Galatians 5:16 — ("Walk by the Spirit, and you will not gratify the desires of the flesh.") Response: "Let the walking be the focus. Not the fighting against the flesh but the walking in the Spirit that produces the freedom from the flesh as its consequence."
Frequently Asked Questions
What is the fruit of the Spirit? The fruit of the Spirit is the singular expression of the Spirit's life in the believer, described in Galatians 5:22-23 as love, joy, peace, patience, kindness, goodness, faithfulness, gentleness, and self-control. The singular fruit rather than fruits establishes that these nine qualities are the integrated expression of a single life rather than nine separate gifts distributed to different people. The fruit is produced by the Spirit in the person who walks in the Spirit and remains connected to Christ, the vine, in the imagery of John 15. Against such things there is no law: the fruit fulfills what the law was always pointing toward without being produced by the law.

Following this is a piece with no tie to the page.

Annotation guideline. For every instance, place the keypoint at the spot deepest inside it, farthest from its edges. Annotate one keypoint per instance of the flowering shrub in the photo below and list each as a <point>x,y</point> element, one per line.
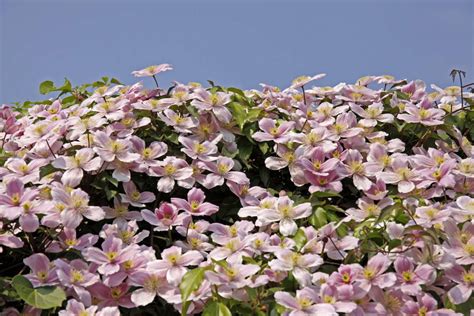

How is the fruit of the Spirit different from the gifts of the Spirit? The gifts of the Spirit, described in 1 Corinthians 12, Romans 12, and Ephesians 4, are the specific capacities and callings that the Spirit distributes to different members of the body according to his sovereign choice: some receive the gift of prophecy, some healing, some tongues, some administration. The fruit of the Spirit is not distributed differentially. It is the singular expression of the Spirit's life that every believer is called to and that the Spirit produces in every person who is walking in the Spirit. The person who has the Spirit has all the fruit. The gifts are diverse. The fruit is one.
How does the fruit of the Spirit grow? John 15:4-5 gives the primary answer: the branch bears fruit by remaining in the vine, not by its own effort to produce. The fruit grows through the abiding in Christ that the Spirit-filled life cultivates. Practically, the fruit grows through the spiritual disciplines that keep the person connected to the vine: the reading and hearing of the word, the prayer that sustains the relationship, the community that encourages the walk in the Spirit, and the experience of suffering that Galatians 5 and Romans 5 describe as the process through which patience, character, and hope are formed. The fruit is not the product of determined effort to be more loving or joyful. It is the natural expression of the life that remains connected to its source.
Why does Paul contrast the fruit of the Spirit with the works of the flesh? The contrast in Galatians 5:16-26 between the works of the flesh and the fruit of the Spirit is the description of two different lives produced by two different sources. The works of the flesh are what the flesh produces when it is in charge: the list in verses 19-21 includes sexual immorality, idolatry, hatred, jealousy, and envy. The fruit of the Spirit is what the Spirit produces when the Spirit is in charge: the nine qualities of verses 22-23. The contrast is not between effort and ease but between two different masters and the different fruit their mastery produces. The person who walks by the Spirit is the person whose life is governed by the Spirit rather than the flesh, and the fruit follows accordingly.
Can you have some of the fruit of the Spirit but not others? The singular karpos, fruit, suggests that the nine qualities are the integrated expression of a single Spirit-filled life rather than nine separate attributes that can be present or absent independently. However, the practical observation of Christian experience suggests that different qualities of the fruit may be more or less developed in different seasons and different persons. The person who has been walking in the Spirit for years will typically express the fruit more fully and more consistently than the person who has just begun. The answer to the underdevelopment of any quality of the fruit is not the direct effort to produce that quality but the deepening of the abiding in Christ that produces all nine as its natural expression.